Exciting, frightening film about the 900-pound gorilla that’s already in the kitchen
Will Smith … Robert Clayton Dean
Gene Hackman … Edward ‘Brill’ Lyle
Jon Voight … Thomas Brian Reynolds
Regina King … Carla Dean
Lisa Bonet … Rachel F. Banks
Jake Busey … Krug
Scott Caan … Jones
Jamie Kennedy … Jamie Williams
Jason Lee … Daniel Leon Zavitz
Gabriel Byrne … Fake Brill
Stuart Wilson … Congressman Sam Albert
Jack Black … Fiedler
Jason Robards … Congressman Phillip Hammersley
Tom Sizemore … Boss Paulie Pintero
Loren Dean … Loren Hicks
When I first saw this movie—geez, hard to imagine this film being made nearly 10 years ago!—I was more moved by the technical wizardry than tuned into this jumbo-sized chronicle of the national security state gone awry. [And now, with this repost here in August 2017, and reformat, consider that it’s been nearly 20 years of surveillance-state growth and dominance of every inch of our lives.]
That, and I remember feeling so friggin’ irritated with Carla (Regina King) for bitching about Robert (Will Smith) doing business with Rachel Banks (Lisa Bonet):
The Claytons’ home has been broken into, the NSA has framed him, his high-powered legal firm has fired him, and his reputation has been trashed in the D.C. papers. So this stand-by-your-man wife throws him out of the house without giving him a chance to explain.
Keep in mind Carla is an ACLU attorney and has just the day before giving Robert a lecture about how our rights are being trampled by the state. Their lives are unraveling from some hostile agent, and she’s getting emotional about some old flame he still has to talk with occasionally? Women!
Turns out Carla’s bitching is the least of his troubles:
A high-level National Security Agency (NSA) schmuck (Jon Voight) puts the hammer to a Congressman (Jason Robards) for refusing to support a new Patriot-Act-like surveillance law. The incident takes place in a park where a wildlife camera captures the entire scene on tape. The camera attendant (Jason Lee) soon figures out what he has, and so does the NSA team.
The chase is on.
Camera guy makes a disk then by pure chance the disk, enclosed in a portable video game, winds up in Robert Dean’s Christmas shopping bag. The chief complication in the plot underlies Dean’s relationship with Rachel. In their university days they were lovers; yet Dean uses her now and then as a go-between to obtain first-class PI work from a shadowy investigator named Brill (Gene Hackman).
Eventually, Dean and Brill have to hook up to confront the goombas who are ruining numerous lives to retrieve the damned tape.
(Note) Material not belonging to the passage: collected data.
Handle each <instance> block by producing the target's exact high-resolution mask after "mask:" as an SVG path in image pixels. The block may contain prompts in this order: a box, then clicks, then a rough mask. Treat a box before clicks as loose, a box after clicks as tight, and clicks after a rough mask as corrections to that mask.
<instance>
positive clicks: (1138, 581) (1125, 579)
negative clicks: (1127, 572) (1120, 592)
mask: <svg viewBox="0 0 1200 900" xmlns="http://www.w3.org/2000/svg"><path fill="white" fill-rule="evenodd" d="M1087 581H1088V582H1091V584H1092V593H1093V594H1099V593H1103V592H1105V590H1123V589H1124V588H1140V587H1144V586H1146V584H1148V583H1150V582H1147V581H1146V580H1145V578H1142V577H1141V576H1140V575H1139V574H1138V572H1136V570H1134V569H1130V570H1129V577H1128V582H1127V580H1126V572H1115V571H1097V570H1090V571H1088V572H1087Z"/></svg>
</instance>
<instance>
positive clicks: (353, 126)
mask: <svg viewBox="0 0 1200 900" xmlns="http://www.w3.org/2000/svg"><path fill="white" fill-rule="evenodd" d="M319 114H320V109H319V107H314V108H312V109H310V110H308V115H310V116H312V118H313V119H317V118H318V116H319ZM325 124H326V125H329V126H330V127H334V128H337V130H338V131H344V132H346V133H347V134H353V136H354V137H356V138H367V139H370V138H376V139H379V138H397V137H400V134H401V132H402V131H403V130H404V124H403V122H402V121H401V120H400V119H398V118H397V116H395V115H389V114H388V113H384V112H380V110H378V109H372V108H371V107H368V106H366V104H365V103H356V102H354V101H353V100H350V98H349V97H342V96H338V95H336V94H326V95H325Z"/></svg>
Brill is a former NSA wonk forced out 20 years ago by upper-level spook-management screwups. Off the grid and underground, he’s an aging semi-libertarian high-tech loner with a grudge.
By turning the tables on the system aggressors and eventually agreeing to try to help Dean “get his life back,” Brill seizes the hour and stirs at least my sense of true patriotism. This is a movie about the individual against tyranny, which now has disturbingly powerful intrusive technology. (Remember, these are tools the government had 10  years ago!)
The movie is a litmus test:
If your SUV still sports a Bush-Cheney 04 sticker, you’ll undoubtedly be rooting for the agents. However, if you’ve matured from that level of collective thought, you’ll be jumping up and down, cheering on Brill, Robert Dean, and all the innocent citizens affected.
Like most of the Bruckheimer body of work, Enemy of the State is an intense roller-coaster ride with a lot of action—gunplay, incredible car chases, footchases, things blowing up—which totally contributes to the intensity of the experience. It’s Three Days of the Condor on steroids.
The ending is fully satisfying. Not to give anything away, there’s a Mafia subplot that gets resolved at the same time. Wonderful scene. (I also appreciate the realistic portrayal of the Mob as sleazy slimeballs every bit as malevolent and murderous as the government. The Sopranos they ain’t.)
As it comes down, the movie is more a lesson in reality than a fictional adventure.